Für das Wildtierwohl nah an den Bedürfnissen der Menschen

Hier setzt das WWF-Projekt an: Geht es den Menschen besser, kann es auch den Wildtieren und der Natur besser gehen. Im Zuge des Ende 2021 gestarteten Projekts in Namibia, Sambia und Simbabwe erhalten Menschen Unterstützung, ihre Existenzgrundlagen zu sichern und diese schonend vor Wildtieren zu schützen.

Das Projekt baut auf dem auf, was wir gelernt haben“, sagt Brit Reichelt-Zolho, WWF-Expertin für das südliche und östliche Afrika. „Wir schulen Kleinbauernfamilien in agrarökologischem Anbau mit dem Ziel, nicht nur die Erträge zu erhöhen, sondern auch die Bodenfruchtbarkeit zu erhalten, sodass sie nicht ständig neue Felder erschließen müssen.“ Daneben lernen Viehzüchter:innen, wie sie ihre Tiere besser gesund halten und ihre Weideflächen verbessern. Bohrlöcher reduzieren Mensch-Wildtier-Konflikte da sie fern ab von Wildtieren eine alternative Tränke für Nutztiere darstellen „Unser Projekt kommt insgesamt 2.300 Kleinbauernfamilien und 225 Nutztierhaltenden im KAZA-Gebiet Namibias, Sambias und Simbabwes zugute.

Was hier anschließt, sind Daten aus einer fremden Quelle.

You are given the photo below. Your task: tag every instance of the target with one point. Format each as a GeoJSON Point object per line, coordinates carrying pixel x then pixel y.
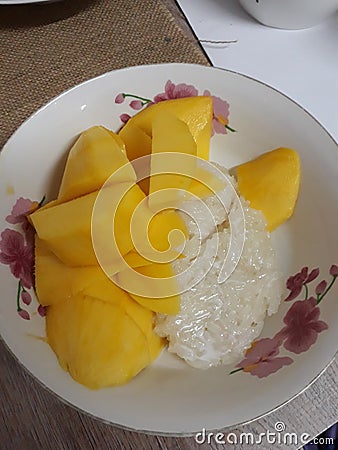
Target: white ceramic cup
{"type": "Point", "coordinates": [290, 14]}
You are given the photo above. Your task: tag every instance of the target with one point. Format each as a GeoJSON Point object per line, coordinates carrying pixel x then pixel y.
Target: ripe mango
{"type": "Point", "coordinates": [138, 144]}
{"type": "Point", "coordinates": [55, 281]}
{"type": "Point", "coordinates": [98, 342]}
{"type": "Point", "coordinates": [173, 160]}
{"type": "Point", "coordinates": [196, 112]}
{"type": "Point", "coordinates": [156, 298]}
{"type": "Point", "coordinates": [96, 155]}
{"type": "Point", "coordinates": [154, 235]}
{"type": "Point", "coordinates": [271, 184]}
{"type": "Point", "coordinates": [67, 227]}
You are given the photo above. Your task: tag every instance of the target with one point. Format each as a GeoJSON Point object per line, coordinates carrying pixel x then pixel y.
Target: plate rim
{"type": "Point", "coordinates": [154, 66]}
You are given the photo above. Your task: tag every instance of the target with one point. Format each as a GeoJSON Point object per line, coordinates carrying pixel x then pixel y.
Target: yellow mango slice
{"type": "Point", "coordinates": [95, 156]}
{"type": "Point", "coordinates": [271, 184]}
{"type": "Point", "coordinates": [138, 144]}
{"type": "Point", "coordinates": [173, 161]}
{"type": "Point", "coordinates": [97, 342]}
{"type": "Point", "coordinates": [67, 227]}
{"type": "Point", "coordinates": [156, 299]}
{"type": "Point", "coordinates": [154, 236]}
{"type": "Point", "coordinates": [205, 183]}
{"type": "Point", "coordinates": [55, 281]}
{"type": "Point", "coordinates": [137, 141]}
{"type": "Point", "coordinates": [196, 112]}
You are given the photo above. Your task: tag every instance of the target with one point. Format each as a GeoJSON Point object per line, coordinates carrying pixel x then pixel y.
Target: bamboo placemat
{"type": "Point", "coordinates": [48, 48]}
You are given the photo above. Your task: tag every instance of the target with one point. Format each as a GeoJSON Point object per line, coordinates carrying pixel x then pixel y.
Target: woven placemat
{"type": "Point", "coordinates": [48, 48]}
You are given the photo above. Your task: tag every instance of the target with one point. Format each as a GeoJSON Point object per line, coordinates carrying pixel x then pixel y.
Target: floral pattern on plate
{"type": "Point", "coordinates": [17, 251]}
{"type": "Point", "coordinates": [302, 326]}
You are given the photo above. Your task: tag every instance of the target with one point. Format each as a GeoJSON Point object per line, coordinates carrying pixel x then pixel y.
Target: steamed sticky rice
{"type": "Point", "coordinates": [219, 321]}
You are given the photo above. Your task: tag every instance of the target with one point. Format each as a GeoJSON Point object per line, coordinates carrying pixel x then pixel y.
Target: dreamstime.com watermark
{"type": "Point", "coordinates": [278, 436]}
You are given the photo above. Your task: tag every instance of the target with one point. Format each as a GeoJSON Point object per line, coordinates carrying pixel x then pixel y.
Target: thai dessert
{"type": "Point", "coordinates": [150, 246]}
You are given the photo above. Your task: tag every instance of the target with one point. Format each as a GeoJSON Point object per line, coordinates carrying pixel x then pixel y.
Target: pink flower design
{"type": "Point", "coordinates": [320, 288]}
{"type": "Point", "coordinates": [220, 114]}
{"type": "Point", "coordinates": [24, 314]}
{"type": "Point", "coordinates": [136, 104]}
{"type": "Point", "coordinates": [42, 310]}
{"type": "Point", "coordinates": [302, 326]}
{"type": "Point", "coordinates": [261, 358]}
{"type": "Point", "coordinates": [22, 208]}
{"type": "Point", "coordinates": [119, 98]}
{"type": "Point", "coordinates": [26, 297]}
{"type": "Point", "coordinates": [296, 282]}
{"type": "Point", "coordinates": [19, 256]}
{"type": "Point", "coordinates": [124, 118]}
{"type": "Point", "coordinates": [334, 270]}
{"type": "Point", "coordinates": [172, 91]}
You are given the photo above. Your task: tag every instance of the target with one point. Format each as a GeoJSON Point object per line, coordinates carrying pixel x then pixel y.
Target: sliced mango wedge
{"type": "Point", "coordinates": [271, 184]}
{"type": "Point", "coordinates": [95, 156]}
{"type": "Point", "coordinates": [56, 281]}
{"type": "Point", "coordinates": [196, 112]}
{"type": "Point", "coordinates": [173, 160]}
{"type": "Point", "coordinates": [98, 342]}
{"type": "Point", "coordinates": [67, 227]}
{"type": "Point", "coordinates": [157, 300]}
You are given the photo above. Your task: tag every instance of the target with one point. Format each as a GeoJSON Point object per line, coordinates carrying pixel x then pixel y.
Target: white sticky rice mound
{"type": "Point", "coordinates": [218, 322]}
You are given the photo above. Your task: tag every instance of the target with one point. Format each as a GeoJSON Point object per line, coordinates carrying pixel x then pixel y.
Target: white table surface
{"type": "Point", "coordinates": [302, 64]}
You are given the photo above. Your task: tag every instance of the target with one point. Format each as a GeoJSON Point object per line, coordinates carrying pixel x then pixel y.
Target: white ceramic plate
{"type": "Point", "coordinates": [170, 397]}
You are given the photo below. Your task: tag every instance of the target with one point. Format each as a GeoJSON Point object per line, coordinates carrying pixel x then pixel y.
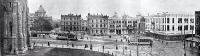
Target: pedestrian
{"type": "Point", "coordinates": [90, 46]}
{"type": "Point", "coordinates": [34, 43]}
{"type": "Point", "coordinates": [116, 47]}
{"type": "Point", "coordinates": [103, 48]}
{"type": "Point", "coordinates": [72, 45]}
{"type": "Point", "coordinates": [48, 43]}
{"type": "Point", "coordinates": [86, 45]}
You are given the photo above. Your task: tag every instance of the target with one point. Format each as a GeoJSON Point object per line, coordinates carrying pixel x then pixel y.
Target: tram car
{"type": "Point", "coordinates": [66, 36]}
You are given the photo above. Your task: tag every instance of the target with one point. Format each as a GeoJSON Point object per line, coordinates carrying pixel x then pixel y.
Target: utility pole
{"type": "Point", "coordinates": [184, 43]}
{"type": "Point", "coordinates": [137, 44]}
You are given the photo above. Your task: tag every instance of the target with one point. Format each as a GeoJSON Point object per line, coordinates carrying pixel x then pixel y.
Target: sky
{"type": "Point", "coordinates": [56, 8]}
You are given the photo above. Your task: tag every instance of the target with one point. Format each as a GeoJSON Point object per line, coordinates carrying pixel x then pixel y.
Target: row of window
{"type": "Point", "coordinates": [123, 21]}
{"type": "Point", "coordinates": [186, 27]}
{"type": "Point", "coordinates": [101, 20]}
{"type": "Point", "coordinates": [180, 20]}
{"type": "Point", "coordinates": [71, 18]}
{"type": "Point", "coordinates": [123, 26]}
{"type": "Point", "coordinates": [99, 25]}
{"type": "Point", "coordinates": [98, 31]}
{"type": "Point", "coordinates": [72, 28]}
{"type": "Point", "coordinates": [71, 23]}
{"type": "Point", "coordinates": [185, 20]}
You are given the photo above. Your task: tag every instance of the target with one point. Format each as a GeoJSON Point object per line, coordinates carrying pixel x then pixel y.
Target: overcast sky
{"type": "Point", "coordinates": [55, 8]}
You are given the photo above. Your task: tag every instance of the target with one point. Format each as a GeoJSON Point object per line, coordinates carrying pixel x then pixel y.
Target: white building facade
{"type": "Point", "coordinates": [121, 25]}
{"type": "Point", "coordinates": [171, 24]}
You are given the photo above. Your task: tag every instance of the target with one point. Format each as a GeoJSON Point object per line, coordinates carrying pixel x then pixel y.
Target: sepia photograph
{"type": "Point", "coordinates": [99, 28]}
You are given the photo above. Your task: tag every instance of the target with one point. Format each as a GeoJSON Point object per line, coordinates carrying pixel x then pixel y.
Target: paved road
{"type": "Point", "coordinates": [118, 48]}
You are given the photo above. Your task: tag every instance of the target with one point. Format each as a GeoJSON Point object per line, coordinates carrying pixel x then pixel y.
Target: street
{"type": "Point", "coordinates": [116, 45]}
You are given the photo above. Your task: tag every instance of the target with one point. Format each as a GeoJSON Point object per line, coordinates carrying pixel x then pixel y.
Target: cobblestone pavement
{"type": "Point", "coordinates": [118, 46]}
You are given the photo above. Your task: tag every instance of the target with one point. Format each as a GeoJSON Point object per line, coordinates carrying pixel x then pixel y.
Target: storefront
{"type": "Point", "coordinates": [193, 44]}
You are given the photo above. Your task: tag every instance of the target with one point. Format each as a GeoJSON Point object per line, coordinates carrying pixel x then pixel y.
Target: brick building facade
{"type": "Point", "coordinates": [14, 27]}
{"type": "Point", "coordinates": [70, 22]}
{"type": "Point", "coordinates": [98, 24]}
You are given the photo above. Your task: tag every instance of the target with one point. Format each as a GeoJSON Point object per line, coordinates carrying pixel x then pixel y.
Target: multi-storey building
{"type": "Point", "coordinates": [121, 24]}
{"type": "Point", "coordinates": [84, 25]}
{"type": "Point", "coordinates": [70, 22]}
{"type": "Point", "coordinates": [40, 13]}
{"type": "Point", "coordinates": [171, 26]}
{"type": "Point", "coordinates": [14, 35]}
{"type": "Point", "coordinates": [197, 23]}
{"type": "Point", "coordinates": [98, 24]}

Dabei fördern wir ausschließlich Menschen, die ihre Felder und Weiden außerhalb der Schutzgebiete und Wildtierrouten haben.“

Schutz der Ernten und Nutztiere

Elektrozaungerät © Brit Reichelt-Zolho / WWF
Elektrozaungerät © Brit Reichelt-Zolho / WWF

Für den Schutz ihrer Lebensgrundlagen haben die Menschen in der KAZA-Region bereits viele kreative Ideen entwickelt, auf die die neuen Teilnehmenden zurückgreifen können.

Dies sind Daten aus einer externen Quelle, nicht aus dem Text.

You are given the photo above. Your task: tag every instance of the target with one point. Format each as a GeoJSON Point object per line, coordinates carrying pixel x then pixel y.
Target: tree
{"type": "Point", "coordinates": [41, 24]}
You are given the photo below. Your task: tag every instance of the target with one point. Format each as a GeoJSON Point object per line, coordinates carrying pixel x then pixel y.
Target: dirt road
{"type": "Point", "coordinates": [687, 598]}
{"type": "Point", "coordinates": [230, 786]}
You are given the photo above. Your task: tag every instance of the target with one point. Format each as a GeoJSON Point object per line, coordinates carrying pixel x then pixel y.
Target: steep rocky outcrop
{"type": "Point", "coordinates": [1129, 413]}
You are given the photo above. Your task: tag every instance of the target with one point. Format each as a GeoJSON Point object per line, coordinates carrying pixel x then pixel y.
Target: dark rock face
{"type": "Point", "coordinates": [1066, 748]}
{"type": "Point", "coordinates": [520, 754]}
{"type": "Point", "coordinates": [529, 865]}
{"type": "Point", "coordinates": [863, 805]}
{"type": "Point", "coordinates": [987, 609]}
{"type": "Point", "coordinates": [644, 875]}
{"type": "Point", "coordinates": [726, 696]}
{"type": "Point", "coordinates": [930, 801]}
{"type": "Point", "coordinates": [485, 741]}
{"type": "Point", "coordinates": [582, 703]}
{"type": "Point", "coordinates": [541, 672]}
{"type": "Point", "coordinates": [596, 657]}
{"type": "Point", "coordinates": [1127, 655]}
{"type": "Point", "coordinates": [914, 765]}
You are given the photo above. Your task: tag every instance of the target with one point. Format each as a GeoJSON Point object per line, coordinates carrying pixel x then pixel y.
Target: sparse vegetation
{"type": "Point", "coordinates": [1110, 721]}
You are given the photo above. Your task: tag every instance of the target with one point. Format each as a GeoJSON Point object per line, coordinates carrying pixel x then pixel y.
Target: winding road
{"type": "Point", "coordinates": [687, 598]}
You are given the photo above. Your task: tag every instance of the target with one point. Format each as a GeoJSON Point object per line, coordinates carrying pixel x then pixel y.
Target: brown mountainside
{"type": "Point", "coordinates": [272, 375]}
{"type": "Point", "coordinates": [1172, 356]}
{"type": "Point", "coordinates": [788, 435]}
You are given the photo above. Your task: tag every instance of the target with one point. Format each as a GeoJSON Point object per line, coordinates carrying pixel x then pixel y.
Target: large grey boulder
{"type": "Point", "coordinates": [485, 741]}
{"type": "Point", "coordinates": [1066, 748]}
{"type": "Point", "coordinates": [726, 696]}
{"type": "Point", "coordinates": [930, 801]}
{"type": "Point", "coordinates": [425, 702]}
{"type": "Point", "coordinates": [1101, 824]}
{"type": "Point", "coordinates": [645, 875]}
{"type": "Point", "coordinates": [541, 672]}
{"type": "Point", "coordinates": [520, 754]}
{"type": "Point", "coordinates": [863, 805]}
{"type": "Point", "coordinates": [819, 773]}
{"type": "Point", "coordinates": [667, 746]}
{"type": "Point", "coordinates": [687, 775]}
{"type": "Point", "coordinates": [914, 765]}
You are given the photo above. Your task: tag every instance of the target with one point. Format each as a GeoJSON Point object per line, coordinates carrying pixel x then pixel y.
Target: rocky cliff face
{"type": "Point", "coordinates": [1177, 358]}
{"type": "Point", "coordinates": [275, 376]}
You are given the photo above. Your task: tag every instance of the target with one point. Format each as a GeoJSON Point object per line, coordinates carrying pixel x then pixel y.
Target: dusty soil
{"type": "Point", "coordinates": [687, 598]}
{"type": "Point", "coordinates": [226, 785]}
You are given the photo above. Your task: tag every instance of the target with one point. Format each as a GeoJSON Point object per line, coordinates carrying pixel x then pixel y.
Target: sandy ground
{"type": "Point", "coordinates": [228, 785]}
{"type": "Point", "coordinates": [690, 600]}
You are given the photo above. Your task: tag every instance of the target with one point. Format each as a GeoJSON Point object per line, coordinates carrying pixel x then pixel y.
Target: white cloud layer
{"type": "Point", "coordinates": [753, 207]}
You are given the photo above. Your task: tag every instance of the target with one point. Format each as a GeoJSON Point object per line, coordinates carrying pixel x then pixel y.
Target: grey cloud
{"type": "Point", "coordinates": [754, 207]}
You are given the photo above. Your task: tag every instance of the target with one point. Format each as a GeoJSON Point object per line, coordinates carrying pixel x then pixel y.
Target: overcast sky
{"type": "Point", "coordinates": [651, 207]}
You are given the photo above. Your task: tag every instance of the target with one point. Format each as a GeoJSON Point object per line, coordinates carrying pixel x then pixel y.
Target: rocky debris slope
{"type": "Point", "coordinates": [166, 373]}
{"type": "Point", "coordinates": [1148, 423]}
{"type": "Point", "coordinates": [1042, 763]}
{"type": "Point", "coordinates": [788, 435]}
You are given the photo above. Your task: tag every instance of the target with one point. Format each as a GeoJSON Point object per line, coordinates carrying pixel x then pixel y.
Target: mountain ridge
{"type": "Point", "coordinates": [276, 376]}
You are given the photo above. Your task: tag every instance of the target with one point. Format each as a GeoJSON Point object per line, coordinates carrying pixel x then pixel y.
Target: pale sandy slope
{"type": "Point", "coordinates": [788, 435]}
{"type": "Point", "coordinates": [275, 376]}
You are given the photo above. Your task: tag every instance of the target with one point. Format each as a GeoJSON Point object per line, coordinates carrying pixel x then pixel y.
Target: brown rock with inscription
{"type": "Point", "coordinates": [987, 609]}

Die WWF-Projekt-Verantwortliche Brit Reichelt-Zolho erinnert sich an einige Maßnahmen, die ihr Kleinbauern während ihrer Reise ins Projektgebiet im Sommer 2022 vorführten: „Um die Toleranz gegenüber Raubtieren in der Nachbarschaft zu erhöhen, bewähren sich unter anderem blickdichte Nutztierzäune, in denen Rinder nachts untergebracht werden. Löwen können sie zwar riechen, aber nicht sehen und greifen nicht an. Einfache Umzäunungen der Felder mit kostengünstigen solar- und batteriebetriebenen Elektrodrähten schaffen es, die Ernten vor Elefanten zu schützen. Gleichzeitig organisieren sich Freiwillige vor Ort als Löwenwächter:innen oder Wildhüter:innen, die in ihrer Gegend nach Wildtieren Ausschau halten. Kommen diese nah an die Gebiete der Menschen, schlagen die Freiwilligen Alarm, damit die Menschen ihre Felder oder Nutztiere schützen können. Um Elefanten schonend zu verscheuchen, sind Chili-Bomben beliebt. Dung von Elefanten wird mit Chili angereichert und dann als eimergroße „Bomben” um die Felder platziert und angezündet. Der beißende Geruch ist für Elefanten so unangenehm, dass sie Reißaus nehmen.“

Der WWF kombiniert diese Maßnahmen immer mit der Aufklärung der Menschen rund um den Schutz von Wildtieren und ihren Lebensräumen und arbeitet dabei häufig mit lokalen Organisationen zusammen.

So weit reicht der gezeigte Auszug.